The US dollar turned to the upside on Monday. Let's discuss what to expect next from the market.
British economy speeds up, increasing chance of rate lift
In June, Britain's large services industry managed to ascend at its fastest tempo since October. That’s what a poll disclosed on Wednesday. It helped market participants to lift bets that the Bank of England is going to have interest rates increased already next month.
After a dismal first four months of this year, the IHS Markit/CIPS services Purchasing Managers' Index managed to tack on to 55.1 in June, thus confounding experts’ average estimates in a Reuters survey of 54.0, intact from May's outcome.
This week June polls for the smaller manufacturing as well as construction sectors surpassed hopes too.
Meanwhile, the major UK currency edged up.

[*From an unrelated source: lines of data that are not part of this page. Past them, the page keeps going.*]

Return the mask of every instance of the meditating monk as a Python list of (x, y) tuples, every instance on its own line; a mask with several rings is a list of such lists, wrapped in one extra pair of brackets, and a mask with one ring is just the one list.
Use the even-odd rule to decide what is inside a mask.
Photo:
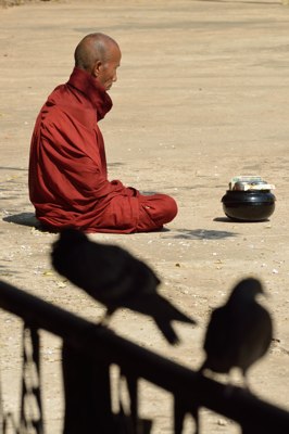
[(174, 219), (177, 205), (166, 194), (140, 194), (108, 179), (99, 120), (112, 107), (108, 90), (116, 81), (121, 50), (100, 33), (76, 47), (68, 81), (42, 106), (29, 158), (29, 197), (36, 217), (53, 232), (147, 232)]

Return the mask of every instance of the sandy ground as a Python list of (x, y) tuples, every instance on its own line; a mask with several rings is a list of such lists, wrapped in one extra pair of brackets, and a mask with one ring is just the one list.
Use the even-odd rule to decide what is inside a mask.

As for UK government bond yields, they soared because financial markets priced in a greater likelihood that the Bank of England is going to have interest rates lifted to 0.75% from 0.5% - the reading they have stood at for nearly the whole past decade.
Britain’s key financial institution delayed a highly anticipated rate lift in May after the UK economy speeded down more than predicted for the three months to March, partly because of unexpectedly harsh winter weather.
It’s apparent that high inflation as well as ongoing deep uncertainty as for the terms of the UK’s departure from the European bloc in March next year have heavily suppressed surge.
Additionally, in May the major bank also told that in the event of a recovery, interest rates would likely to ascend for only the second time for more than a decade as a gradual drift away from the emergency stimulus initiative it rolled out during the meltdown.
The Bank of England has predicted a 0.4% GDP surge for the second quarter Besides this, it also expects inflation to speed up soon because of soaring crude.
The market is resilient ahead of the speeches of Fed’s Powell and ECB President Lagarde, but there are still interesting movements.
The uncertainty over US fiscal stimulus and Brexit, and also rising new virus cases deteriorated the market mood. That’s why we can expect the further rally of the US dollar and the fall of riskier assets today.
The focus of traders’ attention shifted from Brexit and the US stimulus to the coronavirus . The WHO claimed that Europe become the new Covid-19 epicenter.
Canada will publish the monthly GDP growth on October 30 at 14:30 MT time.
The European Central Bank publishes the monetary policy statement alongside with an update on the interest rate on October 29, at 14:45 MT time.